The Index was built by the Social Progress Imperative. It’s a quality of life measuring stick with research standards that cities can adopt for all of about $150,000 — a few years back, likely owing to an allergy to new ideas, the Kenney administration passed on it, even while cities around the globe are using it to, in Gemmell’s words, “chart a transparent, coordinated, data-driven course to a better future for more residents.”

Last week, I went on and on about the poverty of ideas coming from our candidates, and this ought to be Exhibit A in that brief. Would it be so hard to say that we’re going to adopt the Social Progress Index and chart our quality of life gains — or deficits — in real time? Sports teams evaluate themselves with reams of statistics. Why not governments?

Council candidate Eryn Santamoor championed the Social Progress Index on behalf of Domb as his chief of staff, but found little appetite for it in city government. Why? Because it’s easier to succeed if you never get judged, if there’s no set data guiding your goals and timetables.

Any one interviewing for a CEO job should be able to articulate how they expect to be judged, no? You want to be CEO of the sixth largest city in America and you haven’t considered evaluating job performance? After this administration’s allergy to accountability? (Remember the Mayor Kenney’s chief of staff’s answer to why no one was fired when $33 million went temporarily missing from city coffers in Kenney’s first term? “That’s not how we operate.”)

Former Mayor John Street, who has endorsed Rhynhart for Mayor, had a devastating critique of Jim Kenney’s first four years — before Kenney’s disastrous second term. “What we are getting out of this administration is kind of business as usual,” Street told me in 2018. “I can’t think of one really creative idea, something that’s really different. Think about that: Not one creative idea. A soda tax is not creative. Bike lanes are not creative.”

Not to go all Pete Townshend on you, but we need to make sure we don’t get fooled again, folks.
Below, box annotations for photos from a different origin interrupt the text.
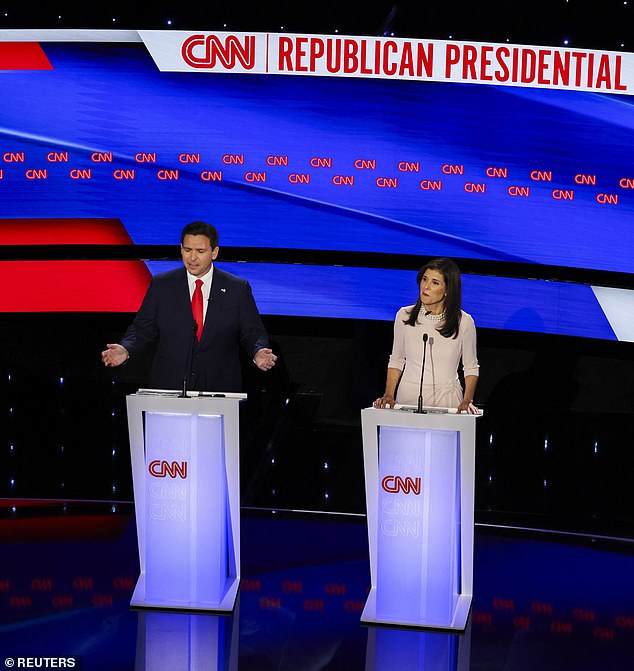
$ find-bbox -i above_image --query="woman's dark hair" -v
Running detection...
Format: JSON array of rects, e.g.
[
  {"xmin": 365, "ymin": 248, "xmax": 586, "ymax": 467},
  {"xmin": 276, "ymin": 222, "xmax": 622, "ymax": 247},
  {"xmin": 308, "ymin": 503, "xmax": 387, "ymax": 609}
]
[{"xmin": 404, "ymin": 259, "xmax": 462, "ymax": 338}]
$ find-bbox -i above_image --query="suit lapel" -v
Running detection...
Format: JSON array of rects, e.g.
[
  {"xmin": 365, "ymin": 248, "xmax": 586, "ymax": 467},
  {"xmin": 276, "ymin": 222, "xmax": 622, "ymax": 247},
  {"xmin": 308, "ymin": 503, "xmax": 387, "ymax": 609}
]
[{"xmin": 200, "ymin": 266, "xmax": 227, "ymax": 342}]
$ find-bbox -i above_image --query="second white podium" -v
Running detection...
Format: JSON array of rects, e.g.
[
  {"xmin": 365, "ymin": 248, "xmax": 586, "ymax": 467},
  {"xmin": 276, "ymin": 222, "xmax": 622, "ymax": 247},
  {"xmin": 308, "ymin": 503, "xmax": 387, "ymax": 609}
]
[{"xmin": 361, "ymin": 408, "xmax": 476, "ymax": 630}]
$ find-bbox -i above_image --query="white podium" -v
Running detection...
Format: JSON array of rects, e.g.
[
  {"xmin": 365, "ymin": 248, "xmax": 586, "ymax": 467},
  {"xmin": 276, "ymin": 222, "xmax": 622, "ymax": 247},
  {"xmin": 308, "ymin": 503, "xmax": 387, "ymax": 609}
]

With Street’s observation in mind, we’re working on putting together a second round of interviews that explores actual ideas. Let’s see if any of these candidates are leafing through the contents of Governing magazine and reading up on things like the Social Progress Index. Let’s hear them apply some new ideas to our long-entrenched problems. Stay tuned. Meantime, watch the videos of our interviews and decide for yourself.

This is your hire, Philly. Don’t blow it.